The first proposed measure focuses on large global firms that report at least a 10% profit margin globally. Countries in which the companies operate would have the right to tax 20% of global profits above that threshold in an effort to stop companies reporting profits in tax havens where they do little business.
Applying that formula to Google could result in as much as $540 million in additional taxes, according to the Reuters analysis.
Based on Google’s 2020 global profits of $48 billion, Reuters calculated what portion of that income could be reallocated based on the G7’s proposed formula. Reuters then calculated how much more the company would pay if tax was levied on that portion of income at the rate of 23% – which is the average tax rate for developed nations as identified by Paris-based research body the Organization for Economic Cooperation and Development – rather than the average overseas tax rate of 14% that Google said it paid last year.
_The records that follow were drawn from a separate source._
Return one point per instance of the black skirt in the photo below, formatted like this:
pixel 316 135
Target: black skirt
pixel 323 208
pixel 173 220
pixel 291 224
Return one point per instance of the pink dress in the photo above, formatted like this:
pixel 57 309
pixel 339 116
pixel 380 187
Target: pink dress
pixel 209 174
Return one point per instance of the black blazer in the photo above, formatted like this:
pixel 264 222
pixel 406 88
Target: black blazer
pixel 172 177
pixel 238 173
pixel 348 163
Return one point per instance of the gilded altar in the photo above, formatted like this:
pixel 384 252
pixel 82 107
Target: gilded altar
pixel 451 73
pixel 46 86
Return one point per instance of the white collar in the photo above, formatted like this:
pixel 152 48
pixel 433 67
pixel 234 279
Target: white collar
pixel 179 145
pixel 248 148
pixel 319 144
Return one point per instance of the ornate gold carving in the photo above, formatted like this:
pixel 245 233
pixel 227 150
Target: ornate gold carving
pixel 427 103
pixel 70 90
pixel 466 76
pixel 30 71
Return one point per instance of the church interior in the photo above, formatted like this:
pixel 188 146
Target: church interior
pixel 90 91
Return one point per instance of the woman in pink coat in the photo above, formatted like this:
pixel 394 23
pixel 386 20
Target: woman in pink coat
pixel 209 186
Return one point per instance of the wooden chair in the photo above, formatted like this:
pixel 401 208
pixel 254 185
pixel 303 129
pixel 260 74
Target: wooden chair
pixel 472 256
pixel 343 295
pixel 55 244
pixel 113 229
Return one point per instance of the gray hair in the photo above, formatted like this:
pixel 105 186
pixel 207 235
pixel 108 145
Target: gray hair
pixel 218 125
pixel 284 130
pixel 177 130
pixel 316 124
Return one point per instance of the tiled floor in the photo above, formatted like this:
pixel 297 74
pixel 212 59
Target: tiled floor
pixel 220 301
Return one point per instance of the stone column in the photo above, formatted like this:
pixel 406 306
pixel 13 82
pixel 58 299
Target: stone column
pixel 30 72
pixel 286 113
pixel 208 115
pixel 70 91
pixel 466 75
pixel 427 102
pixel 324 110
Applying the same methodology to J&J, and its 2020 global profits of $16.5 billion, the healthcare company would see its global tax bill rise by about $270 million as a result of the first measure.
The exact impact on each company’s tax bill would depend on how much income is actually reallocated. Also at issue is which country the profit is moved from and to – and therefore what the increase in tax rate is. If all the reallocated profit comes out of zero-tax jurisdictions, the impact could be greater.
MINIMUM TAX OVERSEAS
U.S. and UK officials say the other measure, involving a 15% global minimum tax, will have a bigger total impact on how much in taxes governments collect. But its effect on companies will vary widely. In recent years, Google-parent Alphabet, like some other targets of tax campaigners, has reorganized its international tax structures and last year reported over three-quarters of its global income in the United States compared to less than half in each of the previous three years, according to its corporate filings.
Google reported $10.5 billion of dollars of earnings from outside the United States last year and an average overseas tax rate of 14%, which is one percentage point below the G7’s proposed minimum tax.
If Google’s overseas earnings were all taxed at 15%, the additional tax due would be $100 million. The impact could be higher if a large proportion of the money is earned in zero-tax jurisdictions like Bermuda, where Google used to report over $10 billion a year in income. Conversely, the impact of the minimum tax would be reduced if the first measure prompted Google to reallocate some of its non-U.S. earnings out of tax havens.
Excluding the impact of the first proposed measure, increasing the tax rate on overseas income to 15% would mean $45 million of additional tax.
The situation for J&J would be very different. It earned 76% of its 2020 income outside of the United States and paid 7% tax on average on that overseas profit. Applying a 15% tax rate to that overseas income figure would result in $990 million in additional taxes, according to Reuters’ calculations.
While the reallocation of profit under the first measure would reduce this impact, the combined result of the two measures would be more than $1 billion.
Academics say businesses are adept at mitigating the impact of measures that are designed to reduce tax avoidance and therefore could re-organize in order to limit the impact of the proposed measures. And, in reality, tax incentives offered by governments mean companies may end up paying less in practice.